Di waktu ini, isi kepalanya hanyalah kekacauan. Puing-puing kewarasannya berserakan. Kepingan realitas kehidupannya tak beraturan.

Tutur halusnya sama seperti milik Ve, membinasakan. Bedanya, gadis rancak ini lebih terdengar dewasa dan tegas bersamaan.

"Kamu kenal aku 'kan?" ia bertanya dengan segelas air putih di tangannya.

Sejatinya Ares tak menyangka kalau gadis ini yang akan pertama ia lihat kala membuka mata. Sebab gambaran pada angan-angan miliknya hanya ada sahabatnya.

"Emangnya siapa sih yang gak kenal kamu?" bukannya menjawab, Ares malah balik bertanya sebuah pertanyaan retoris.
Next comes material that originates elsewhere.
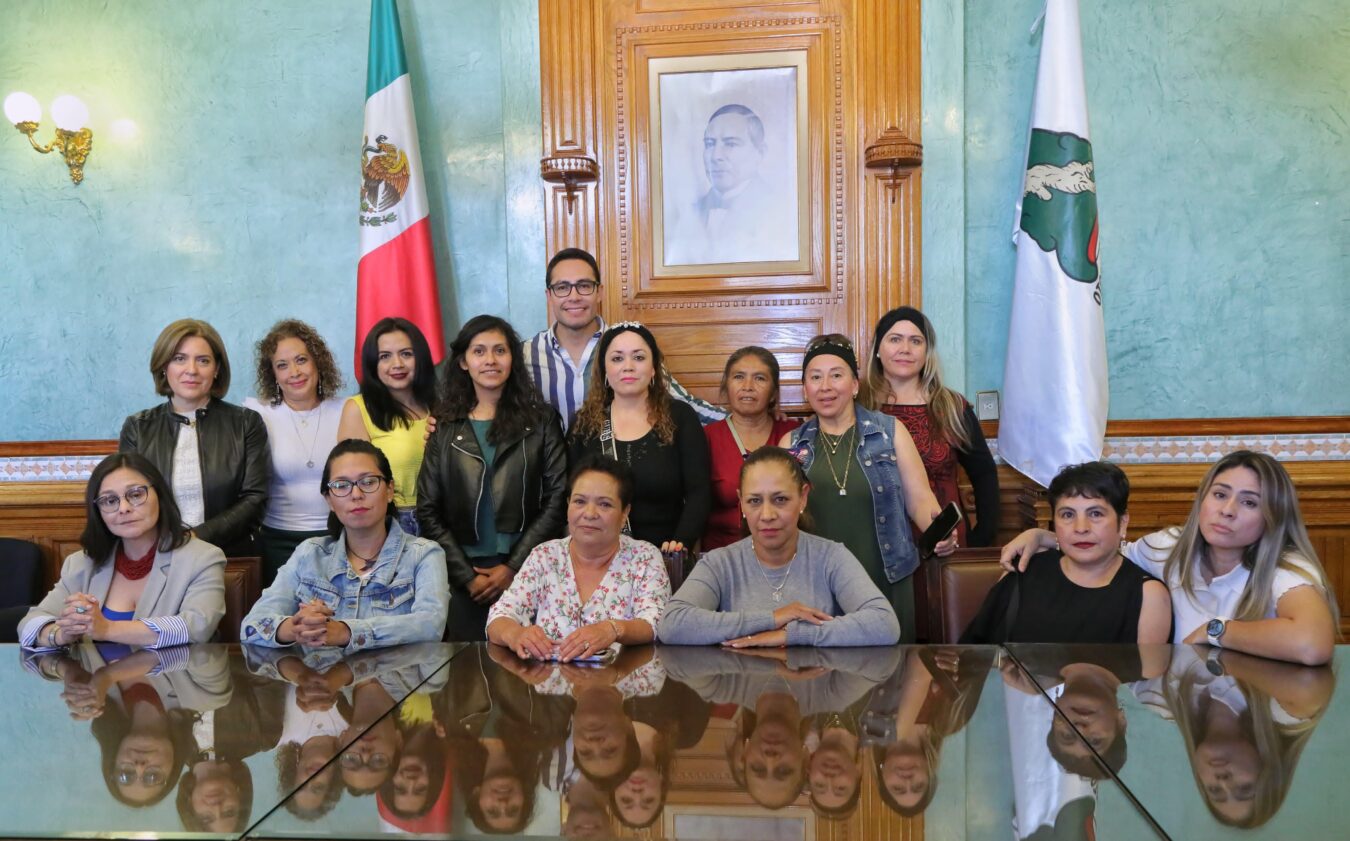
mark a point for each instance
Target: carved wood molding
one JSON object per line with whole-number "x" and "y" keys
{"x": 1215, "y": 425}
Tipikal Ares sekali. Apapun situasinya, senyum tak pernah luntur sedetikpun dari bilah bibirnya, sudah macam aksesori yang abadi.

Gadis cantik itu tersenyum ramah. "Aku pikir, seorang Ketua PPI KMFK gak akan kenal mahasiswi dari rumpun sosial humaniora."

"Siapapun pasti tau kamu. Karena mahasiswi UGM yang menjadi Duta Wisata Nasional 'kan cuma kamu."

"Syukurlah. Berarti, peluang aku buat berteman sama kamu cukup besar, Antares Nugraha."

"Yeah. I can be friends with everyone."

Keadaan yang memaksa. Namun mereka berdua yang berjalan menuju tanda baca. Menyusul gundah tanpa aba-aba, menjajakan lika-liku rasa.

Jarak antara aku dan kamu sebenarnya dekat. Sayangnya aku dan kamu selalu berlindung di balik rentetan kalimat yang membuat kita tak pernah bisa sempat. []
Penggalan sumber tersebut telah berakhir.